Weinbergs fast schon allein handlungstragende Musik
Hier hätte man sich von Weinberg eigentlich Anklänge an die Kompositionsweise seines berühmten Freundes Dmitri Schostakowitsch erwartet, der „Die Passagierin“ hoch geschätzt hat. Doch nichts dergleichen. Weinberg bleibt sehr persönlich, in einer angenehmen Polytonalität. Seine ausdrucksvolle Musik wäre fast allein handlungstragend, unterstreicht leitmotivisch Stimmungen und Gefühle perfekt, zwischen jazzigen Tanzklängen auf dem Schiff, Folkloreanklängen, skurriler Walzerseligkeit als Totentanz und martialischer Brutalität im KZ – man spürt die Routine des Filmkomponisten. Zudem ist Weinberg auch zitatenfreudig, makaber sein „O du lieber Augustin, alles ist hin“, wenn sich die Schergen über die Anzahl der zu Tode Gebrachten lustig machen. Die Wiener Symphoniker setzen diese Partitur leidenschaftlich und flexibel auf höchster Spielklasse um, mit viel Körpereinsatz angespornt von dem jungen griechischen Dirigenten Teodor Currentzis.

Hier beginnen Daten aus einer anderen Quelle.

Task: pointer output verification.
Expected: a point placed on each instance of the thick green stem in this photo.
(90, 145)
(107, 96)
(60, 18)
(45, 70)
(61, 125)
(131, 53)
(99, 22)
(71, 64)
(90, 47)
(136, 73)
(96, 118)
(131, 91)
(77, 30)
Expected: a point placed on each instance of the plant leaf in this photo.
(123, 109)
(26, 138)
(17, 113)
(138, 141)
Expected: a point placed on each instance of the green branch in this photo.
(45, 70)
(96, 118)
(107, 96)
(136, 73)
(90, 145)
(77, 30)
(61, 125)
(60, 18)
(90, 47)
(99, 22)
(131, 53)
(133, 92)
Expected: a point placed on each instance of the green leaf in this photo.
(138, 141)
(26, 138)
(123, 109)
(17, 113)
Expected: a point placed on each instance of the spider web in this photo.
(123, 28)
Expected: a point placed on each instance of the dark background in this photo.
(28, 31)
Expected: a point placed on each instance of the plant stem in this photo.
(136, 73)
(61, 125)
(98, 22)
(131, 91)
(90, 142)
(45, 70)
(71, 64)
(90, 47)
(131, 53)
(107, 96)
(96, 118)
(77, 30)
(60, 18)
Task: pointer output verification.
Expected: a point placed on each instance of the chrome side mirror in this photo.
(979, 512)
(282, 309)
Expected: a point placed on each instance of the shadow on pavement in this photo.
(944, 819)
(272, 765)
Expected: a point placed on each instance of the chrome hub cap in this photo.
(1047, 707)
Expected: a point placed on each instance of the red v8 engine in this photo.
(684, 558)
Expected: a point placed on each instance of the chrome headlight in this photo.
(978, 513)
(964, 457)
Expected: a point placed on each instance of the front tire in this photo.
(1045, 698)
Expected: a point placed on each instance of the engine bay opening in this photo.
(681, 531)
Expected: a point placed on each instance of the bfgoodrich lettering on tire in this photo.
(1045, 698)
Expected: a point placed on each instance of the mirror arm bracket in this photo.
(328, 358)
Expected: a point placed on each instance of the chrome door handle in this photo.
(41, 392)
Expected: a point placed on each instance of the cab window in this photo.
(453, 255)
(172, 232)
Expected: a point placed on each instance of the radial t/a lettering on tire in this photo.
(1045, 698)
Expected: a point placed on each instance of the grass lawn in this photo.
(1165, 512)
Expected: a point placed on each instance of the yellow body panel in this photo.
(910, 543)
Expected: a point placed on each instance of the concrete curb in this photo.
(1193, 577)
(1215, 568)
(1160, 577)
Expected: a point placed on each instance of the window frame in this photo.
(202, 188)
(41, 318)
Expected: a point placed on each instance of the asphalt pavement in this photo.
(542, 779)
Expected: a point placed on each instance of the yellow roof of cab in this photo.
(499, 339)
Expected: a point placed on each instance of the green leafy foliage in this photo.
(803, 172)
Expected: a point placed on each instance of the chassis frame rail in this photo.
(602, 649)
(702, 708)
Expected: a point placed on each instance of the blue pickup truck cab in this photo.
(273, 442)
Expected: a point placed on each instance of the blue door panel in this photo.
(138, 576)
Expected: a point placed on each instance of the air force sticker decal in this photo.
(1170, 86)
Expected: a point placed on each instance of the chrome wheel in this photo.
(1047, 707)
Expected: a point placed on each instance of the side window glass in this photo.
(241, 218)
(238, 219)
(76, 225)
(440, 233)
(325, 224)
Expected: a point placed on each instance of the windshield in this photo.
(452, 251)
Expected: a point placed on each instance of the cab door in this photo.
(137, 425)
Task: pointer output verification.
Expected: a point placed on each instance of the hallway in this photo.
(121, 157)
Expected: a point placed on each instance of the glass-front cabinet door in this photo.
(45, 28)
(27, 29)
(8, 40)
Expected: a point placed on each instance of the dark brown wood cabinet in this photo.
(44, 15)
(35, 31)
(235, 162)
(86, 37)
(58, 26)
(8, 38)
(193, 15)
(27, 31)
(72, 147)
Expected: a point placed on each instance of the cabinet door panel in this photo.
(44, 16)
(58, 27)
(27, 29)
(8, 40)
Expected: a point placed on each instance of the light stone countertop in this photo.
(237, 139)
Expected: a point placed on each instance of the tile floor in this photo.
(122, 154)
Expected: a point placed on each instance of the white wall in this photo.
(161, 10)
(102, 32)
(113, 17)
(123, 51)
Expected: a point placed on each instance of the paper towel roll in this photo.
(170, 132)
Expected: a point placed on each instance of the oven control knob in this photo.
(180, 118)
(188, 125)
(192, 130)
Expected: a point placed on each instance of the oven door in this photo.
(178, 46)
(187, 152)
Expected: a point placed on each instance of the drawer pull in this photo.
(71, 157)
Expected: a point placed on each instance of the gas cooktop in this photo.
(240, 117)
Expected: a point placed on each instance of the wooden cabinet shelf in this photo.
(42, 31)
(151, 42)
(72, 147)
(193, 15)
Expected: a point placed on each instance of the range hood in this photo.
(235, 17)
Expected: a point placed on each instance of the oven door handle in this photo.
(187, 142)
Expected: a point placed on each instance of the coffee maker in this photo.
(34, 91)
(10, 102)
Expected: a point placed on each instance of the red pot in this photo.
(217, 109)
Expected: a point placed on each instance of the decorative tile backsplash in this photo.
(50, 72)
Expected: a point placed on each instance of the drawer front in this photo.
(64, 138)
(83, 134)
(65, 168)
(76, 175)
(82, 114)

Enorme Anforderungen an Chor und SolistInnen
Der Prager Philharmonische Chor kommentiert das Geschehen gekonnt wie in einer griechischen Tragödie. Gesungen wird von dem sorgfältig besetzten Ensemble je nach Herkunft im Lager in einem babylonischen Sprachgewirr, das dank der eingeblendeten Übersetzung gut nachvollziehbar bleibt. Enorme Anforderungen haben die drei Hauptpartien zu erfüllen: die Martha der russischen Sopranistin Elena Kelessidi ist eine berührende Bühnenpersönlichkeit zwischen Schicksalsergebenheit und Aufmüpfigkeit, die Lisa der südafrikanische Mezzo Michelle Breedt bewundernswert in ihrer Wandlungsfähigkeit, Roberto Saccà als Walter besitzt tolle tenorale Qualitäten. Überzeugend in ihrer schneidenden Härte die heimische Schauspielerin Heide Capovilla als Oberaufseherin.
Dass die heute 87-jährige Romanautorin Zofia Posmysz persönlich der Premiere beiwohnt und am Schluss auf der Bühne vom Publikum mit Standing Ovations geehrt wird, gibt dem Abend erschreckende Aktualität als beklemmendes Statement gegen das Vergessen. Fünf internationale Opernhäuser haben bereits Übernahmen dieser Produktion fixiert, weitere zeigen Interesse. Angesichts der Thematik können es wohl nie genug sein.